Cape Times

Ode to nature pure magic throughout

- REVIEWER: JENNIFER CROCKER

HAPPINESS Aminatta Forna Loot.co.za (R293) Bloomsbury

IN GREENHAMPT­ON, Massachuse­tts in 1834 or thereabout, the last wolves in the area were killed by a wolf trapper. And so begins Aminatta Forna’s book Happiness. It’s a gripping start to the story that follows.

Forna strikes a poignant note from the start of this rather startling novel with her opening chapter.

A battle has been waged probably ever since sentient beings started to create homes. A pitting of humans against nature and her creatures.

Fast-forward to this century and Attila, a psychiatri­st from Ghana, but really a citizen of the world, and Jean from America, who is studying foxes in London, collide on Waterloo Bridge. Attila is in London as the keynote speaker on post-traumatic stress disorder (PTSD) and has just enjoyed an evening at the theatre and dinner.

London has become a home from home when he is between travelling to war-torn parts of the world.

Both Jean and Attila are in a sense displaced. Jean has left her home and her ex-husband and son behind in America, and Attila has not returned to Ghana since the death of his wife.

London forms a semi-neutral space for their story to play out, if indeed any place can be deemed as neutral. In this city Jean has started a garden on the roof of the small flat she rents. It’s a place that delights and allows her to watch out for the foxes she is monitoring for a study that doesn’t pay the rent.

To augment her stipend, she has started her own business making gardens in the sky for clients. Attila has two jobs to do in London, one to deliver his speech to hundreds of delegates, the other to find his niece Ama and her son, who seem to have vanished.

Happiness has as its bones the story of two people, but there is a far more complex tale that hums along beneath it. It’s a story about urbanisati­on and how people fear the wild coming into what they imagine is a safe space. To put it mildly, Jean is fighting a battle for the foxes, and to make people really understand why it is that wild creatures return to spaces they have vacated. Through a network of street sweepers, taxi drivers and doormen at hotels she tallies up the foxes she has named and collared to map their movements. Forna does a wonderful job of telling the “story” of the life of wild creatures in cities without becoming sentimenta­l, but that does not mean that she fails to pay tribute to the beauty of the wild in the supposedly tamed territory of London. She watches one fox, Light Bright, with interest as the young vixen begins to map a territory to entice a mate into.

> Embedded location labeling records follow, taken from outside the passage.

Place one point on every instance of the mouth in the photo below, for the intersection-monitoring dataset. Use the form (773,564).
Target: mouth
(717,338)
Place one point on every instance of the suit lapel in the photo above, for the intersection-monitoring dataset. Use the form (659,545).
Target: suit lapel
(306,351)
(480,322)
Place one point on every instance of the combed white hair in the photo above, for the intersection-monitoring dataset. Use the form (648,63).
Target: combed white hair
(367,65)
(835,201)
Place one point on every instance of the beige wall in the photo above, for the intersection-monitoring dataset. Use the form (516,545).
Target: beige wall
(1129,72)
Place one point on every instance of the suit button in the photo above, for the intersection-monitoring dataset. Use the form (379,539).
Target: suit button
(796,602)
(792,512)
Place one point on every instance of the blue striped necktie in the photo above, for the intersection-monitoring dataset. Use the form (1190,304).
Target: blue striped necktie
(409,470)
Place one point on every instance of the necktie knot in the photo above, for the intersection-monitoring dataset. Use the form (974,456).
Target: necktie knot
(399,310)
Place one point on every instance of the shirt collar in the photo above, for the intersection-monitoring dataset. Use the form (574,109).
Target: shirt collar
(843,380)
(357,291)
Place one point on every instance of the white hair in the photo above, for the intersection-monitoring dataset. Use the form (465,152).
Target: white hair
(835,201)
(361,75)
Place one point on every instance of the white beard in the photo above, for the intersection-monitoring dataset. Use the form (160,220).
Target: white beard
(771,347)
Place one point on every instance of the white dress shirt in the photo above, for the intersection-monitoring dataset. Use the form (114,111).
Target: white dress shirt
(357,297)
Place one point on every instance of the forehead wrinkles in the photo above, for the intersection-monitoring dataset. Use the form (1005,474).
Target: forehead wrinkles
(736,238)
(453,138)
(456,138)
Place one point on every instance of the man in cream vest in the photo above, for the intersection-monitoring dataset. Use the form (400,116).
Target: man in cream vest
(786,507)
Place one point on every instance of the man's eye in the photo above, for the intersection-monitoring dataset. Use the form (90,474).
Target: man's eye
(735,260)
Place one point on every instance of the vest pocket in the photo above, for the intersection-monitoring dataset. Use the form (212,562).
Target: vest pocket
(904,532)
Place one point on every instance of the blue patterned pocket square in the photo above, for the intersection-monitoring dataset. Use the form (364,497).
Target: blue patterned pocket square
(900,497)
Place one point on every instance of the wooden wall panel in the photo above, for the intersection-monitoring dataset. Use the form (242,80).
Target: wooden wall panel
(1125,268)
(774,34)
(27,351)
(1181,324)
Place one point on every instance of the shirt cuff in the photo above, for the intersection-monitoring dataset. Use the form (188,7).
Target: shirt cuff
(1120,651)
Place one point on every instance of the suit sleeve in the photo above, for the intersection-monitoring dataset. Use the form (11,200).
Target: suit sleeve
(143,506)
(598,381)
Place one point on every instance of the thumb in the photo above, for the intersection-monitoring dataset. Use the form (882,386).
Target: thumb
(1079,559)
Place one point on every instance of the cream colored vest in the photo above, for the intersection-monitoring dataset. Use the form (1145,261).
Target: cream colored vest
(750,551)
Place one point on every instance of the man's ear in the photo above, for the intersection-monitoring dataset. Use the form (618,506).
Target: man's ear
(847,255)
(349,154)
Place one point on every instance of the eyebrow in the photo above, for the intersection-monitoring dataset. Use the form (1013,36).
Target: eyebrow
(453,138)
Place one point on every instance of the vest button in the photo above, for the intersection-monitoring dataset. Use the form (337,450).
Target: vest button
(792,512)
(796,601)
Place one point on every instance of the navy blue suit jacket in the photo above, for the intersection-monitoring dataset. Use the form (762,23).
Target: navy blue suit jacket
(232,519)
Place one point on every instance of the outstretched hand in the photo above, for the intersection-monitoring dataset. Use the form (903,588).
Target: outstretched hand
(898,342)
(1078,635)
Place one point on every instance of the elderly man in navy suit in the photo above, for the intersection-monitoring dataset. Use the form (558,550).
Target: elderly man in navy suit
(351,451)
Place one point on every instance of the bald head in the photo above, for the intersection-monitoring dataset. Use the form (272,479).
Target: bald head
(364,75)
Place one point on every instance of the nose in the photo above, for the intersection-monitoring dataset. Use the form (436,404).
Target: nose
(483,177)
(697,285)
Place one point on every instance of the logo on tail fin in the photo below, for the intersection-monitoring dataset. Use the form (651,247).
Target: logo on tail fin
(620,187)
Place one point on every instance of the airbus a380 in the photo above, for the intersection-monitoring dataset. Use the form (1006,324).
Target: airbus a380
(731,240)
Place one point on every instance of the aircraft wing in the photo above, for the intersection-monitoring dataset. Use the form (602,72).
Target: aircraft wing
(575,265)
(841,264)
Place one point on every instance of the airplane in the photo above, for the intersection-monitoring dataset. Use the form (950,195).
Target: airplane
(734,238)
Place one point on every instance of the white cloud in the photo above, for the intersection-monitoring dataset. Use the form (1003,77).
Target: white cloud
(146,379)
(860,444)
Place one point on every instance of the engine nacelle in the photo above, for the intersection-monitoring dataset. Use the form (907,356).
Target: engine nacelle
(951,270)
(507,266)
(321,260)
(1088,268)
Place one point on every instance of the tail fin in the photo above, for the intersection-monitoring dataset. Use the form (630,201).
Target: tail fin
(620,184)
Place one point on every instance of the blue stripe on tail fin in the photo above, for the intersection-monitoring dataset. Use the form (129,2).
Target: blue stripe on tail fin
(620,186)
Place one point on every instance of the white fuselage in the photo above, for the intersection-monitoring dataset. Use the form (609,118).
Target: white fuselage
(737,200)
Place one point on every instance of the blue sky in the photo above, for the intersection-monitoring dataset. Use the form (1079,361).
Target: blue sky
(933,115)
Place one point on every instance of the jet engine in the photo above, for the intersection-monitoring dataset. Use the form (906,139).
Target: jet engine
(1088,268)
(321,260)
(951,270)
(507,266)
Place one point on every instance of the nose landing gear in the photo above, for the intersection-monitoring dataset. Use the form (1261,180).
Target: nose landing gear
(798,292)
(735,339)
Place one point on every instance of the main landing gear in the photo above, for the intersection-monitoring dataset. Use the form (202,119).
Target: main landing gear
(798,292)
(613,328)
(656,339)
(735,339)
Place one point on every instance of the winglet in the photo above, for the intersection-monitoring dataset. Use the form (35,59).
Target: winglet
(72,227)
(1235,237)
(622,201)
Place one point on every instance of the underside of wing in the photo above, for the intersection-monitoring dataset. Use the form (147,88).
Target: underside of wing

She battles popular sentiment and ignorance imperfectl­y at times and becomes the barb of jokes and social media bullying.

Attila in the meanwhile is on a journey into the past of his own. One of his oldest friends, Rosie, is living with early onset dementia and he is there to visit her and to make plans for her future. The author catches the terrible aloneness of a brilliant woman who can no longer access her memories and the grief that Attila suffers as he watches her decline in the home she is living in.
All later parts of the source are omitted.